Thursday, June 16, 2011

FRIDAY

A Modern St Paul?

The first reading for today's liturgy is almost laughable.  Paul is putting this account forward as his CV (Curriculum Vitae)!  If you had published a job opening and received this resume or one that would sound similar today, how quickly would you show it to others you work with?  You and your colleagues would, most likely, consider the application either a joke or the attempt of a job seeker who knew nothing about all that Job Hunters would teach.

Yet, there is in such a presentation a very individualized presentation of one man's road to .... are you ready?? ... to success!  You might say to me, "You are joking, aren't you?"  Well, to be very honest, I am NOT joking.  Here are some interesting historical facts:  Nelson Mandela secretly worked on his autobiography for 27 years while a prisioner.  Sir Walter Raleigh put together a history of the world while he was imprisioned.  Amd where did Martin Luther translate the Bible?  In castle-confinement.  Winston Churchill's insight:  "A pessimist sees the difficulty in every opportunity; and optimist sees the opportunity in every difficult." Each of these noteworthy people was strong enough to overcome what the world would judge to be failure.  Again, Churchill, "Success is going from failure to failure without losing our enthusiasm."  For you who are baseball fans:  we all know that the great Babe Ruth hit 714 home runs.  Did you know how many times he struck out?  300?  400?  500?  600? 700? 714 times!!!!
Failures are but the seed-ground for successes, for blessings.  Usually a failure is a painful but wonderful learning experience.  Lewis Timberlake:  "Failing doesn't mean God has abandoned me; it just means I must obediently seek his will....  In other words, people can get deeply discouraged.  But filled with God's power and fueled by God's presence, you can hang in, hold on --- and win!
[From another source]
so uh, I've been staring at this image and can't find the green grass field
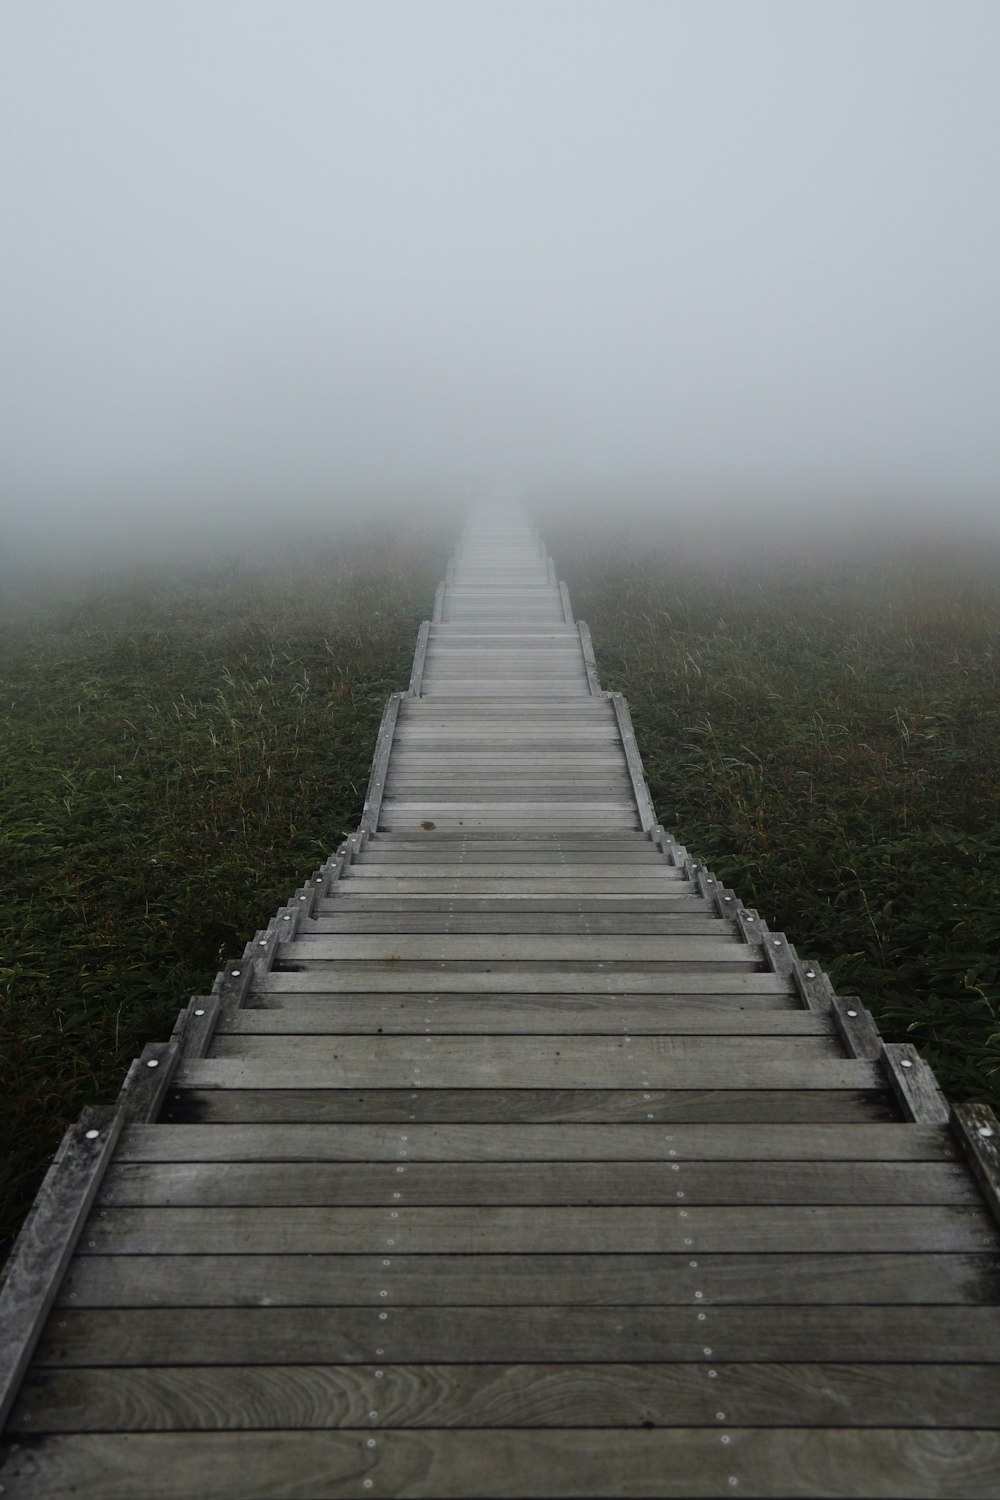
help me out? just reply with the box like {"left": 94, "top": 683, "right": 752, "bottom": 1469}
{"left": 544, "top": 506, "right": 1000, "bottom": 1115}
{"left": 0, "top": 513, "right": 454, "bottom": 1250}
{"left": 2, "top": 503, "right": 998, "bottom": 1252}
I write these words because I am sure there are some who have just completed a segment of their education, their preparation for a new mission it life ... but nobody's hiring!!!  The seeming failure of "cold calling", knocking on doors and being told "NO!", getting no responses from the super-professional resume that was sent to hundreds of businesses could easily put some distance between a person and God.  Yet, what we learn from the Sermon on the Mount -- the entire chapter long sermon -- is that there is no failure that is not a learning experience to better a person for the next effort.
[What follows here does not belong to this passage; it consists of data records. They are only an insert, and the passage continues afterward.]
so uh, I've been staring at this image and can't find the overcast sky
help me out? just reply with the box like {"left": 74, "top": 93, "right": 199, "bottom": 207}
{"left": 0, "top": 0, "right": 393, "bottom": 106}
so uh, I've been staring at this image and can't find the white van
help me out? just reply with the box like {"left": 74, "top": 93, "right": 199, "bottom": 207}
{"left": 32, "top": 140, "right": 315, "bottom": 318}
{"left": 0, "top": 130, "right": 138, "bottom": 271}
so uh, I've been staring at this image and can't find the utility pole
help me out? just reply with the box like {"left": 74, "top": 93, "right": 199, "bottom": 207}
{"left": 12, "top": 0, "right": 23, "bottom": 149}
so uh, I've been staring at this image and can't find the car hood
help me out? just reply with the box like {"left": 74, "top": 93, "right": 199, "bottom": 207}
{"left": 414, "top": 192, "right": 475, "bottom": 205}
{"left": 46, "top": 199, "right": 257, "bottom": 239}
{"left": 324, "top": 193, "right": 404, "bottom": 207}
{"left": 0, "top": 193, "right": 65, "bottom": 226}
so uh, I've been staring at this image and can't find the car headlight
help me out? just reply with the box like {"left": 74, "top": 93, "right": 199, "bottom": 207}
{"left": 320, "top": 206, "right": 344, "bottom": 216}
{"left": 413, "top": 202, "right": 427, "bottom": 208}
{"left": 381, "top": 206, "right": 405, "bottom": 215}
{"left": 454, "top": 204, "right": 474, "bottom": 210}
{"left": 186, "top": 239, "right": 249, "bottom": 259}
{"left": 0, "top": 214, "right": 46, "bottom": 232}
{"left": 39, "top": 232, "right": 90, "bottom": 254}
A friend who has helped me in so many ways was looked upon by many as a sure failure while in high school.  Some courses were failures.  Yet determination is this man's middle name:  he took classes each summer so that he would graduate at the end of his Senior Year.  He did.  No college.  Right to the blue collar world where anyone with a sense for future success would have seen that this man would not be there long.  Through a couple of painful circumstances he came to see himself in a very different work.  Some simple discernment.  Some ten years later he is a very successful business man.  The usual story:  two cars, two homes, two this two that but most of all always learning from what he did not know.  Today he knows exactly what Saint Paul was saying in the words we heard heard/read today:  there nothing wrong with a failure or a mistake ... it is simply a stepping stone to a goal, to the completion of a mission.  So don't always judge the book by its cover.

Our relationship with God is no different.  He is going to allow you and me to make mistakes.  The issue is simple:  did we learn from those wrong pathways we walked?  Building a close relationship with God and being his "agent" in today's world is more than a destination, it is a journey, it is that "closer walk with Thee."  We will know it when our ship has run aground on sand or rocks more than a few times.  This is the moment when we realize that "knowing" God is not a momentary experience.  It is a never-ending awakening.